On 23.05.2019 19:41 Austin S. Hemmelgarn wrote:
> On 2019-05-23 13:31, Martin Raiber wrote:
>> On 23.05.2019 19:13 Austin S. Hemmelgarn wrote:
>>> On 2019-05-23 12:24, Chris Murphy wrote:
>>>> On Thu, May 23, 2019 at 5:19 AM Austin S. Hemmelgarn
>>>> <ahferro...@gmail.com> wrote:
>>>>>
>>>>> On 2019-05-22 14:46, Cerem Cem ASLAN wrote:
>>>>>> Could you confirm or disclaim the following explanation:
>>>>>> https://unix.stackexchange.com/a/520063/65781
>>>>>>
>>>>> Aside from what Hugo mentioned (which is correct), it's worth
>>>>> mentioning
>>>>> that the example listed in the answer of how hardware issues could
>>>>> screw
>>>>> things up assumes that for some reason write barriers aren't honored.
>>>>> BTRFS explicitly requests write barriers to prevent that type of
>>>>> reordering of writes from happening, and it's actually pretty
>>>>> unusual on
>>>>> modern hardware for those write barriers to not be honored unless the
>>>>> user is doing something stupid (like mounting with 'nobarrier' or
>>>>> using
>>>>> LVM with write barrier support disabled).
>>>>
>>>> 'man xfs'
>>>>
>>>>          barrier|nobarrier
>>>>                 Note: This option has been deprecated as of kernel
>>>> v4.10; in that version, integrity operations are always performed and
>>>> the mount option is ignored.  These mount options will be removed no
>>>> earlier than kernel v4.15.
>>>>
>>>> Since they're getting rid of it, I wonder if it's sane for most any
>>>> sane file system use case.
>>>>
>>> As Adam mentioned, it's mostly volatile storage that benefits from
>>> this.  For example, on the systems where I have /var/cache configured
>>> as a separate filesystem, I mount it with barriers disabled because
>>> the data there just doesn't matter (all of it can be regenerated
>>> easily) and it gives me a few percent better performance.  In essence,
>>> it's the mostly same type of stuff where you might consider running
>>> ext4 without a journal for performance reasons.
>>>
>>> In the case of XFS, it probably got removed to keep people who fancy
>>> themselves to be power users but really have no clue what they're
>>> doing from shooting themselves in the foot to try and get some more
>>> performance.
>>>
>>> IIRC, the option originally got added to both XFS and ext* because
>>> early write barrier support was a bigger performance hit than it is
>>> today, and BTRFS just kind of inherited it.
>>
>> When I google for it I find that flushing the device can also be
>> disabled via
>>
>> echo "write through" > /sys/block/$device/queue/write_cache
> Disabling write caching (which is what that does) is not really the
> same as mounting with 'nobarrier'.  Write caching actually improves
> performance in most cases, it just makes things a bit riskier because
> of the possibility of write reordering (which barriers prevent).

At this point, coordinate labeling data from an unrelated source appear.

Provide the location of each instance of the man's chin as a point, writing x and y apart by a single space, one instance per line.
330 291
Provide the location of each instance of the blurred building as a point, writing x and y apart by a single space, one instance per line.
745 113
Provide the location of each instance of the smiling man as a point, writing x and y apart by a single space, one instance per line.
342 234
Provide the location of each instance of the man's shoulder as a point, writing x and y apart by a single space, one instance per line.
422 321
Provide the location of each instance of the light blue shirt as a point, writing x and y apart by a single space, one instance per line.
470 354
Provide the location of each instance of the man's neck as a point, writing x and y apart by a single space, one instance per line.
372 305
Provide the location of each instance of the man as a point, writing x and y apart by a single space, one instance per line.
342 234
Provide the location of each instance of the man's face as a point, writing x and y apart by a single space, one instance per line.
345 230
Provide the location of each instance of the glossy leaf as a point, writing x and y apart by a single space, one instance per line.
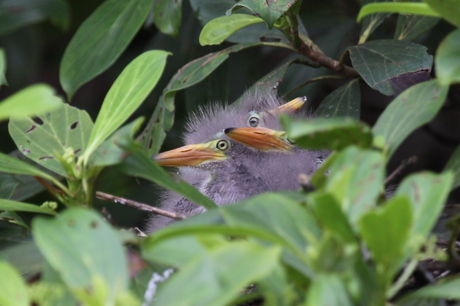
217 30
97 270
331 216
13 165
428 193
192 73
167 16
382 64
385 232
352 168
62 129
20 13
219 284
269 11
333 134
409 27
111 151
100 40
414 107
139 164
13 288
19 206
33 100
448 9
448 59
3 80
398 7
342 102
126 95
328 289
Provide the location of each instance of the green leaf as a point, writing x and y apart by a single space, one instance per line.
13 165
331 216
63 128
342 102
33 100
180 250
217 30
111 151
328 289
126 95
3 80
411 109
222 272
447 289
86 253
454 165
427 193
447 9
398 7
167 16
100 40
19 206
139 164
385 232
351 172
13 288
15 14
448 59
269 11
382 64
333 134
192 73
409 27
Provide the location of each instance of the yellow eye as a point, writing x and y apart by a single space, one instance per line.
253 121
222 145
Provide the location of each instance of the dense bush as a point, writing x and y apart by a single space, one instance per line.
337 241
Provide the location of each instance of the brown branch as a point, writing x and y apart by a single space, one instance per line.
138 205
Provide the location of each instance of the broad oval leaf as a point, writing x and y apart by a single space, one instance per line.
217 30
269 11
342 102
411 109
448 9
20 13
332 134
386 232
167 16
428 193
222 272
99 41
390 66
398 7
33 100
448 59
13 288
192 73
97 269
19 206
126 95
40 139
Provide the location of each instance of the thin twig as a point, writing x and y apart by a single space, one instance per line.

According to documentation it doesn't change any caching. This changes
how the kernel sees what kind of caching the device does. If the device
claims it does "write through" caching (e.g. battery backed RAID card)

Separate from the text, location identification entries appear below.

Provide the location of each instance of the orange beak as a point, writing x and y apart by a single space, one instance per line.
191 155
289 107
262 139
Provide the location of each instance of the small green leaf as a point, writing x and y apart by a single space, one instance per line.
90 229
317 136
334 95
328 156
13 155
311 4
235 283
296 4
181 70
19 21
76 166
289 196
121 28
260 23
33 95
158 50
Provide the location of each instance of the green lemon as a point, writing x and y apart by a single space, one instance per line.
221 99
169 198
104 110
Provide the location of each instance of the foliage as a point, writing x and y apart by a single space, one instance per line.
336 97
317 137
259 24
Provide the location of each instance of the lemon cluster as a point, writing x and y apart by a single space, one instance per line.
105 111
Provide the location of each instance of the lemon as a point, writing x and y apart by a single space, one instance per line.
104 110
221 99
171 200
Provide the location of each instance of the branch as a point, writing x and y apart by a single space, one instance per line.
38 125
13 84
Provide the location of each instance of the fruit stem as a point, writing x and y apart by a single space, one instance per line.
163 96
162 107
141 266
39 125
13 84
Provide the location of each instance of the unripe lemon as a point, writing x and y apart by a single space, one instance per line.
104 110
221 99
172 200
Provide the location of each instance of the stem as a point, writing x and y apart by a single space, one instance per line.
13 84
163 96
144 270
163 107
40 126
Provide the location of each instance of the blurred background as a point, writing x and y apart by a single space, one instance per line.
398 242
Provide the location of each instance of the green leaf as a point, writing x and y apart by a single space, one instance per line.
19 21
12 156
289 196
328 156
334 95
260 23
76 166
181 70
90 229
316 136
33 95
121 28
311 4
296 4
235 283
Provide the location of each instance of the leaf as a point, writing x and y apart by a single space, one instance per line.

the kernel doesn't need to send device cache flushes, otherwise is does.
If you set a device that has "write back" there to "write through", the
kernel will think it does not require flushes and not send any, thus
causing data loss at power loss (because the device obviously still does
write back caching).

>>
>> I actually used nobarrier recently (albeit with ext4), because a steam
>> download was taking forever (hours), when remounting with nobarrier it
>> went down to minutes (next time I started it with eatmydata). But ext4
>> fsck is probably able to recover nobarrier file systems with unfortunate
>> powerlosses and btrfs fsck... isn't. So combined with the above I'd
>> remove nobarrier.
>>
> Yeah, Steam is another pathological case actually, though that's
> mostly because their distribution format is generously described as
> 'excessively segmented' and they fsync after _every single file_.  If
> you ever use Steam's game backup feature, you'll see similar results
> because it actually serializes the data to the same format that is
> used when downloading the game in the first place.